The dream of the West is alive and kicking, not just those of who hunt, either. When I lived in VA during my youth it seemed like every rain cloud on the planet dumped where we lived and I dreamed of a place, The West, "where the skies are not cloudy all day". Leaving John Denver aside, I then moved to Vegas where the skies are indeed not cloudy and one can travel by car to just about any place in the West in 10 hours give or take. I have enjoyed myself immensely doing just that. Now, with the addition of hunting to that activity, I can't really imagine the things we will have done when looking back years from now. Prior to my present career I worked in the hotel/casino biz here in Vegas and dealt with scads of folks from 'round the world who come here because they know about the dream of the West. Some of them are/where outdoors types, not many hunters I would suspect, but they are conscious, if only intuitively, of something extraordinary here.
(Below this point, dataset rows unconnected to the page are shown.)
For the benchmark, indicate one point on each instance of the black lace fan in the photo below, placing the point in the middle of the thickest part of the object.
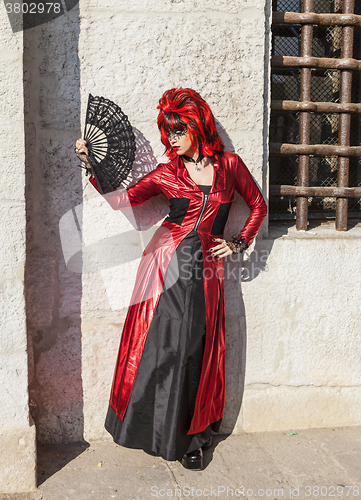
(110, 141)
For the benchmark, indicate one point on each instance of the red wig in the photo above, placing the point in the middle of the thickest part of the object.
(180, 108)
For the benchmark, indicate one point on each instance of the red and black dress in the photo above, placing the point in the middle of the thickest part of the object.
(169, 383)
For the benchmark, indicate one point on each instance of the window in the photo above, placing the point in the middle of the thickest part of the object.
(315, 126)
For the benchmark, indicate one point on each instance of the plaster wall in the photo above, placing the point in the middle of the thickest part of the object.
(82, 256)
(17, 436)
(214, 47)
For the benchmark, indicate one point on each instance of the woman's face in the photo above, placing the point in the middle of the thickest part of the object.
(181, 142)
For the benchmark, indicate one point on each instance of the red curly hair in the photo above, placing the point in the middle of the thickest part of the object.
(180, 108)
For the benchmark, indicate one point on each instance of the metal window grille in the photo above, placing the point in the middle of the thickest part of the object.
(315, 127)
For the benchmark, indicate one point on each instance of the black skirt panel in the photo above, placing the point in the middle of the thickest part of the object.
(163, 397)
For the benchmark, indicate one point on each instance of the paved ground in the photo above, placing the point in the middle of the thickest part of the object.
(309, 464)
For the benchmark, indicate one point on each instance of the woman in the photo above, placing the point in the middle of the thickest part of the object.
(169, 383)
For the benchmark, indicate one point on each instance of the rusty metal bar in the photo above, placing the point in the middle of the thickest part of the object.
(345, 63)
(316, 107)
(314, 149)
(316, 19)
(345, 118)
(304, 119)
(284, 190)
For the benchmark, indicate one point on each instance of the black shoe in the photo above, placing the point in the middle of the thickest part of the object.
(193, 460)
(207, 444)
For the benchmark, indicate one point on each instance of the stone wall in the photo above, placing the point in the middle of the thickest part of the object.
(17, 435)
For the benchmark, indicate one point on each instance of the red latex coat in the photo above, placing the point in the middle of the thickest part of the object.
(173, 180)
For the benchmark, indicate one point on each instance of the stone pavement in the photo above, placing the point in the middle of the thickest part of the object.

Those types mostly only scratch the surface of the reality of the West and usually get caught up in the tours/tourist activities never suspecting what awaits if they only took a moment to shake loose the cobwebs and look further. The dream lives! Nice thread, too.
 
I'm just here for the free chips & salsa.

Or what Finn said. Well put, Randy. It's the people as well as the place. I've yet to find a spot on the planet where people wave at you as you drive, who stop and help without hesitation or who value fairness as much as westerners.